President Trump tweeted on Wednesday that “transgender individuals” should not be allowed to serve in “any capacity” in the US military.
“After consultation with my Generals and military experts, please be advised that the United States Government will not accept or allow …,” he wrote on Twitter.
“Transgender individuals to serve in any capacity in the U.S. Military. Our military must be focused on decisive and overwhelming …”
He finished up by writing: “victory and cannot be burdened with the tremendous medical costs and disruption that transgender in the military would entail. Thank you.”
His comments are a significant change in the stance he took last year during the presidential campaign.
“Thank you to the LGBT community! I will fight for you while Hillary brings in more people that will threaten your freedoms and beliefs,” Trump wrote on Twitter in June 2016.
It’s not certain what prompted Trump’s tweetstorm about transgender people in the military, but earlier this month the House narrowly defeated a bill that would have ended allowing the Pentagon to pay for gender transition surgeries and hormone therapy.
The amendment to the defense policy bill introduced by Rep. Vicky Hartzler (R-Mo.) would have prohibited money to be spent by the military on medical treatment related to gender transition.
“It makes no sense to create soldiers who are unable to fight and win our nation’s wars,” she said.

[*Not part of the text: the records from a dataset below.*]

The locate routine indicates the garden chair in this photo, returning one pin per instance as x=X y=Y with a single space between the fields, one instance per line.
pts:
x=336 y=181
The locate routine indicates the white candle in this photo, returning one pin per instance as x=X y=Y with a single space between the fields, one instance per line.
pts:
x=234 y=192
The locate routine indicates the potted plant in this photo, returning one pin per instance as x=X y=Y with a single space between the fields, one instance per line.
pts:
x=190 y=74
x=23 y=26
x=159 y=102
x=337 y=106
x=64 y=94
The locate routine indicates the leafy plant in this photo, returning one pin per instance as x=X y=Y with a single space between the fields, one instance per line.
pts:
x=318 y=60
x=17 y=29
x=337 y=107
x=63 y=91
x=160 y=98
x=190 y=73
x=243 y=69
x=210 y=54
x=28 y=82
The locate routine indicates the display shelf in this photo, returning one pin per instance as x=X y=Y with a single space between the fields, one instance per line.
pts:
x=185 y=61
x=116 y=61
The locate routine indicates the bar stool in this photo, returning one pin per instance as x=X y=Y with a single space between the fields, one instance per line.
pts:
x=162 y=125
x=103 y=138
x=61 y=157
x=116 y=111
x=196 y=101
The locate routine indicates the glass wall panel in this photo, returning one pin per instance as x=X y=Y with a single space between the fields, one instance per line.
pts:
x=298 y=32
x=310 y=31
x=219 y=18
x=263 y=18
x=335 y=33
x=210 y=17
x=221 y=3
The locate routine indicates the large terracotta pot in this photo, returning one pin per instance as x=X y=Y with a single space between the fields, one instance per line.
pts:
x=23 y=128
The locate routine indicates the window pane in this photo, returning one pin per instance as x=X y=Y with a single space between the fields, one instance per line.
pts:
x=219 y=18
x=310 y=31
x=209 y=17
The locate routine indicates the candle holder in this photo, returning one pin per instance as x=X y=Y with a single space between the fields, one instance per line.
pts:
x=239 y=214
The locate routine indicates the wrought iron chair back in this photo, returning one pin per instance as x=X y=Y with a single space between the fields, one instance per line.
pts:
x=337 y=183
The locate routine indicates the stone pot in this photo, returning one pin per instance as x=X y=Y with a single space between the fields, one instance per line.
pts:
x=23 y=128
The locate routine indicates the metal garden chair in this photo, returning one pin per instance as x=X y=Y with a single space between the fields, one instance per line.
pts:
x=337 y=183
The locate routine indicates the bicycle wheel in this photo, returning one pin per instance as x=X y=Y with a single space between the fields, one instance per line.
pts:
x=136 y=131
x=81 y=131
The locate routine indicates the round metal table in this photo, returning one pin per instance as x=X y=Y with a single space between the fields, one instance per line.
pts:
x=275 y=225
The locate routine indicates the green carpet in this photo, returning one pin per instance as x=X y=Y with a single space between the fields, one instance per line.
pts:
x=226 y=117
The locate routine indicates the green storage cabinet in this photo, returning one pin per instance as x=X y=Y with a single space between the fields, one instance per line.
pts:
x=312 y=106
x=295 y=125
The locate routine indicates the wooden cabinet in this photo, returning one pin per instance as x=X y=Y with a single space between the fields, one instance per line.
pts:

Democrats, including Rep. Steny Hoyer and House leader Nancy Pelosi, called the measure bigoted.
Stoyer of Maryland accused Hartzler of trying to “politically denigrate” transgender troops.
Transgender military members have been able to serve openly since last year when Defense Secretary Ash Carter ended the ban.
Last month, Defense Secretary James Mattis extended a deadline by six months for military officials to review whether the policy of allowing transgender individuals to enlist will affect the “readiness or lethality” of the armed forces.
Transgender people already in the military would be allowed to continue serving, but no new transgender recruits would be able to join during the review.
A Rand Corp. study found that there are between 2,500 and 7,000 transgender service members in the active-duty military.